Since then, Obama’s commanders have been edging away from that deadline, including overall Afghan commander Gen. David Petraeus, who described it as “the date that a process begins that is conditions-based,” and that depending on the conditions on the ground he reserves the right to recommend against any withdrawal whatsoever.
 
Obama was likely trying to placate his war-weary base among liberal Democrats but as was pointed out, the president had several audiences, one of them being the Taliban.
 
And now comes authoritative word that the deadline, as many suspected it would, gave Taliban leaders hope that if they can only hang on until next July, they will have won the war.
 
Marine Corps commandant Gen. James Conway, who speaks bluntly and may be speaking even more bluntly since he’s retiring this fall, said the deadline was “probably giving our enemy sustenance.” In eavesdropping on Taliban commanders, he said, “We’ve intercepted communications that say, hey, you know, we’ve only got to hold out for so long.”
 
The Taliban are beginning to show signs of fraying under U.S. and coalition pressure and their foreign allies in al-Qaida are beginning to decamp for Yemen.

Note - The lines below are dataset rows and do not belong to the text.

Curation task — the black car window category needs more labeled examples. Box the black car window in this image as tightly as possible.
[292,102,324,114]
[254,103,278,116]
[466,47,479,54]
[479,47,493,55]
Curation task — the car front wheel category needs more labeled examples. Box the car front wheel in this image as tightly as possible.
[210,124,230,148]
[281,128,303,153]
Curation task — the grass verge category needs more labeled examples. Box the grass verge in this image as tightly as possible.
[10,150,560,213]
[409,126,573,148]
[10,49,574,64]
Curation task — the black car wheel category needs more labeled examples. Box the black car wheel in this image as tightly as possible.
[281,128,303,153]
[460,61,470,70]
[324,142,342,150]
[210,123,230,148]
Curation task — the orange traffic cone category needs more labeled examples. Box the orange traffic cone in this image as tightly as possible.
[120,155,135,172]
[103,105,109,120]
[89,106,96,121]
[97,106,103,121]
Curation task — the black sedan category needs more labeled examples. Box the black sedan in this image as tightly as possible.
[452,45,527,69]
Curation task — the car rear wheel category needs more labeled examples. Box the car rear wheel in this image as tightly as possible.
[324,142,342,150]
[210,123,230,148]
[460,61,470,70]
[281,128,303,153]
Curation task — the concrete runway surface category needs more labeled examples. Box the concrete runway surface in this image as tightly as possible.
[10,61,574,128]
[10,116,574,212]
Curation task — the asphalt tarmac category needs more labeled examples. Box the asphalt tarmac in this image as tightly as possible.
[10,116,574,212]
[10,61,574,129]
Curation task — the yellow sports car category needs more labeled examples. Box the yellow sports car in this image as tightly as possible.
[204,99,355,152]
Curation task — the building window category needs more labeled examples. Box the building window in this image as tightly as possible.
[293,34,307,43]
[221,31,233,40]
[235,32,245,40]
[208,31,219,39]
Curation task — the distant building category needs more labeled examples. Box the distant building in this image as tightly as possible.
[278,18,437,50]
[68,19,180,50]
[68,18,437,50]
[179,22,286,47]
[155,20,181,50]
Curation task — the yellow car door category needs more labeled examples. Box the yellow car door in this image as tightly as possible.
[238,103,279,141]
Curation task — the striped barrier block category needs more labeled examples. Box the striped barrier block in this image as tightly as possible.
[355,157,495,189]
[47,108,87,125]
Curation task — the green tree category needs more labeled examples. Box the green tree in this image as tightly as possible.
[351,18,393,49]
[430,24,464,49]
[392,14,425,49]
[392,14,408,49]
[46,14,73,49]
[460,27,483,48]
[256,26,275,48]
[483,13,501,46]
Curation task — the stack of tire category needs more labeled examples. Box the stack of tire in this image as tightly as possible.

Among those administering the pressure are 20,000 of Conway’s Marines in Hemland province and around Kandahar, the birthplaces of the Taliban.
 
But Conway believes it will be “a few years” yet before the Marines can turn over the province to Afghan government forces. Those forces are nowhere near as sturdy as the Iraqi army, to which we have now deferred most responsibilities in Iraq.
 
That does not bode well for beginning to leave next July, and in fact, Conway is said to be preparing the Marines for the war continuing past the deadline.
 
In a curious way, not meeting the deadline could work to U.S. advantage. Imagine the effect on Taliban morale and their leaders’ credibility, Conway challenged, if after urging the foot soldiers to just hold out until July and then “come the fall we’re still hammering them like we have been.”
 
The deadline might prove most effective if Obama, Petraeus and company ignore it. And while residents of Cobb County are just as war-weary as those in the rest of this country, we suspect that most of them would agree that it is better to keep the pressure on the Taliban than to pick up and leave for arbitrary reasons.